Von Jochen Henke (2013-08-21)
Man hat ja als Konzertbesucher früher kaum darauf geachtet, wer dafür sorgte, dass Musiker aus anderen Ländern in (West-) Deutschland auftraten. Heute ist das kaum anders. Man war häufig froh, bei Top-Acts überhaupt zu den Glücklichen zu gehören, die eine Eintrittskarte ergattert hatten. Bei manchen Acts war das extrem schwierig. So bei Michael Jackson und Prince in den 1980ern.
Gegenüber den 1960ern und 1970ern hatte sich da nichts geändert. Es gab Acts, für die sich Musikfreunde an den Vorverkaufsstellen und Abendkassen genauso in lange Schlangen stellten wie es seit Jahren etwa beim BVB oder anderen publikumswirksamen Fußballbundesligavereinen zu Heimspielen der Fall ist.

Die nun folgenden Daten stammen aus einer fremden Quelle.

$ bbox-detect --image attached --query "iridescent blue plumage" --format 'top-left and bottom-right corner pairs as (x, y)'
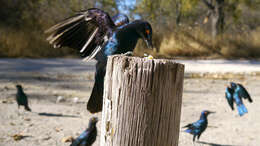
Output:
(88, 20), (153, 113)
(45, 8), (153, 113)
(231, 82), (253, 103)
(225, 87), (234, 110)
(183, 110), (214, 142)
(111, 13), (129, 27)
(233, 91), (248, 116)
(226, 82), (253, 116)
(70, 117), (98, 146)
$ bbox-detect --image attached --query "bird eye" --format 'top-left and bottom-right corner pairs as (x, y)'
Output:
(146, 29), (150, 35)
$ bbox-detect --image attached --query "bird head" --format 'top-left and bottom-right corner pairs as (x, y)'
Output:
(135, 20), (153, 49)
(16, 84), (22, 90)
(230, 82), (237, 89)
(89, 117), (98, 127)
(226, 87), (234, 93)
(202, 110), (215, 117)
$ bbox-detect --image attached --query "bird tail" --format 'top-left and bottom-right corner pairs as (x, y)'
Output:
(24, 105), (31, 112)
(184, 129), (192, 133)
(237, 104), (248, 116)
(248, 96), (253, 103)
(87, 67), (105, 113)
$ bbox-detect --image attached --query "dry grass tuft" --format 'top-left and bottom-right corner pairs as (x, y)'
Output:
(135, 27), (260, 59)
(0, 28), (77, 58)
(0, 26), (259, 59)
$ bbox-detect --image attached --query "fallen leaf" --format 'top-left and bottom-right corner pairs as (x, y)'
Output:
(10, 122), (15, 126)
(1, 100), (13, 104)
(24, 118), (31, 121)
(55, 127), (63, 132)
(4, 86), (9, 90)
(11, 134), (25, 141)
(62, 136), (74, 143)
(1, 100), (8, 103)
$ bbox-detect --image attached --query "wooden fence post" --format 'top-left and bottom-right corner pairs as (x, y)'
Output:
(100, 55), (184, 146)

Maßgeblich mitverantwortlich für manch langes Warten und banges Hoffen auf ein Konzert-Ticket war Fritz Rau, der am 19. August 2013 im Alter von 83 Jahren verstarb. Die Rolling Stones, die er mit seinem langjährigen Freund und Geschäftspartner Horst Lippmann (1927-97) in die damalige BRD geholt hatte, sahen in ihm einen "Godfather" als Veranstalter, während er, wie er in seiner 2005 beim Palmyra-Verlag erschienenen Rückschau 50 Jahre Backstage¹ und hernach in Interviews sagte, sie in gewisser Weise als "Schuljungen" betrachtete.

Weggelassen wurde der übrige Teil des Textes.